The allegations in the Los Angeles case

The charges in this trial are connected to the alleged assaults of five women in West Los Angeles and Beverly Hills between 2004 and 2013.

One woman alleged that Weinstein raped her in her hotel room after pushing his way inside in February 2013. According to court documents previously obtained by BuzzFeed News, the woman said Weinstein entered her room after they attended a film festival, and they spoke briefly before he allegedly forced her to perform oral sex and then raped her.

Prosecutors say that the next evening, Weinstein sexually assaulted another woman at a hotel suite in Beverly Hills. The woman said she agreed to attend a meeting with the former producer and another female acquaintance at a hotel restaurant. After the meeting, the woman alleges that Weinstein asked the two women back to his suite. When inside, one of the women followed him into his hotel bathroom and told prosecutors that the other woman shut the bathroom door, leaving her trapped inside the bathroom with Weinstein.

The woman alleges that Weinstein then took off his clothes, showered, and stood between the woman and the bathroom door, “turned her around and held her in place by her breast as he masturbated until he ejaculated on the floor,” court documents previously obtained by BuzzFeed News state. Only after Weinstein finished did he let the woman leave the bathroom, prosecutors said.

Weinstein has pleaded not guilty to all charges.

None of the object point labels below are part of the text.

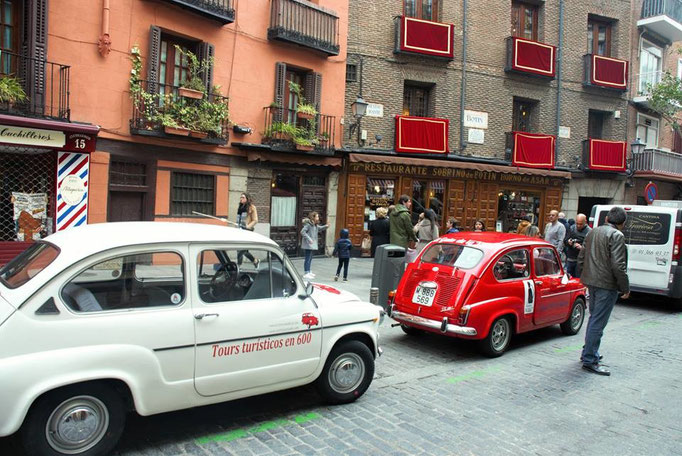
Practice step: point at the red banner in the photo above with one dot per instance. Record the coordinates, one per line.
(533, 150)
(609, 72)
(607, 155)
(533, 57)
(426, 37)
(421, 135)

How the trial will proceed

The trial in Los Angeles will begin on Oct. 10 with jury selection. Opening statements are scheduled to start on Oct. 24, and the trial is expected to last two months.

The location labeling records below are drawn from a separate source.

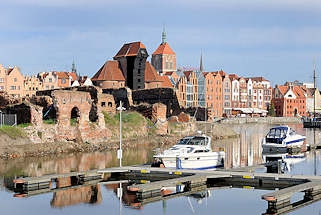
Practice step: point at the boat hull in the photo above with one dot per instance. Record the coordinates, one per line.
(212, 161)
(286, 144)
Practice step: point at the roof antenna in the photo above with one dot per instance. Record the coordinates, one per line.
(163, 35)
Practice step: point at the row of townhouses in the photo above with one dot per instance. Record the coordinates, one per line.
(225, 94)
(16, 84)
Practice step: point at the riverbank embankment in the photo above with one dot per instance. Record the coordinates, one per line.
(268, 120)
(19, 142)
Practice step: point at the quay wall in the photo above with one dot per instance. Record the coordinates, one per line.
(268, 120)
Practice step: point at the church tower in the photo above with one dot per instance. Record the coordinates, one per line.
(164, 58)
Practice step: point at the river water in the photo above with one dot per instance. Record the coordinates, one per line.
(102, 198)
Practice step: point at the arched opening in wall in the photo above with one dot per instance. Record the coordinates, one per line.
(295, 112)
(49, 114)
(17, 114)
(74, 116)
(93, 116)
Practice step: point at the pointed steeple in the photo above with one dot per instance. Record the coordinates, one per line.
(201, 63)
(74, 70)
(164, 36)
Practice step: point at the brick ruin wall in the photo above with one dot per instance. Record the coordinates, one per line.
(166, 96)
(64, 102)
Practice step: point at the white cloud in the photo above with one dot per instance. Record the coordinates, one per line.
(228, 4)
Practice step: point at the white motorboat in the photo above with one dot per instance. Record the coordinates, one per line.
(192, 152)
(281, 138)
(289, 160)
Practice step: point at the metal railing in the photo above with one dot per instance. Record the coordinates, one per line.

The five women whose claims form the basis of the charges in the Los Angeles case will testify in this trial. On top of that, five additional witnesses will be testifying, discussing “prior bad acts,” according to USA Today.

“Prior bad act” witnesses usually provide testimony on experiences they have had with the defendant, which prosecutors then use to illustrate a pattern of criminal behavior and abuse. In the New York trial, four witnesses testified about their experiences with Weinstein, which were not part of the criminal case. It is unknown who the five additional witnesses in the Los Angeles trial will be.

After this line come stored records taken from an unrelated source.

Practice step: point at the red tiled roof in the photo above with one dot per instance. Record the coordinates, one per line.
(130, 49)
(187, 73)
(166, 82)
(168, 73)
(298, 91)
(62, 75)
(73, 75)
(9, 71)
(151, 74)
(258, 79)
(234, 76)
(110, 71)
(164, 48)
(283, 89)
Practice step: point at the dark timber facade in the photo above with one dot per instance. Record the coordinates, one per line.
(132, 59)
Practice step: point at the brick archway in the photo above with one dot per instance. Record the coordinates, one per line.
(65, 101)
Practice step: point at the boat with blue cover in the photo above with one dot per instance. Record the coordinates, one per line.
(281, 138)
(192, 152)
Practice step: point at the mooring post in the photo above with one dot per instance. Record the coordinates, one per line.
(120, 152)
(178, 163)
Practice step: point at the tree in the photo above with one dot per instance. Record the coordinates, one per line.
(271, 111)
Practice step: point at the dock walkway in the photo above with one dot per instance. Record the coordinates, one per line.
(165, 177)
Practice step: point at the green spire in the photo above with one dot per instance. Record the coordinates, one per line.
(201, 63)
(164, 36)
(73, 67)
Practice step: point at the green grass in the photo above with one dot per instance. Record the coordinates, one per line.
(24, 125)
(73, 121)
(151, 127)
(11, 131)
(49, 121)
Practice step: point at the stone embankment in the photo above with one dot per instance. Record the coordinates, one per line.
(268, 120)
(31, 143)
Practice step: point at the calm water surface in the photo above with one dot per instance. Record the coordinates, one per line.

More court proceedings could be ahead

In April 2021, Weinstein’s lawyers appealed his rape and sexual assault conviction in New York, arguing that the women’s testimony led the jury to focus on the history and pattern of allegations rather than on specific charges relevant to the case, among other issues. But, in June 2022, an appeals court in New York decided to uphold the original conviction.

Weinstein’s lawyers petitioned this rejection to the New York Court of Appeals. In August, a New York judge reviewed the attorneys’ petition and granted the former producer the right to appeal the 2020 verdict, which could take place sometime next year, according to NBC News.

Also, over the summer, British authorities announced that they had authorized UK law enforcement to charge Weinstein with two counts of indecent assault relating to incidents that occurred in summer 1996.